= Charles Pryor (cricketer) =

English cricketer (1815–1897)

Charles Stuart Pryor (15 February 1815 – 4 April 1897) was an English cricketer who played first-class cricket for the Cambridge Town Club, Cambridge University and an England XI between 1833 and 1859. He was born at Cambridge and died at Chesterton, Cambridgeshire.

Pryor was a right-handed batsman and a bowler, though his bowling style is not known. He played regularly for the Cambridge Town Club for more than a quarter of a century, and also played for the Cambridge Town and County Club and the Cambridge Townsmen teams, which were alternative names for the same side. In 1839, he played a single game for Cambridge University, but there is no record that he was ever a student at the university, and 23 of his first-class matches were against the university side; the same year he also appeared for "An England XI" against the Marylebone Cricket Club, but otherwise his first-class matches were all for Cambridge teams. His single game for Cambridge University was one of his more successful with the bat, as he scored 27 in each innings.

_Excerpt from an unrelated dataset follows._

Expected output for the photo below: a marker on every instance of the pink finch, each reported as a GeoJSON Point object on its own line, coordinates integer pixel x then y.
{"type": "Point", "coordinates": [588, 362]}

His highest score – more than three times more than any other innings he played – was an innings of 103 for the Cambridge Town and County Club against Cambridge University in 1844.

Pryor's father Stephen and his son Frederick both played first-class cricket for the Cambridge Town Club; his son also played for Cambridgeshire in the period when that side's matches were sometimes rated as first-class.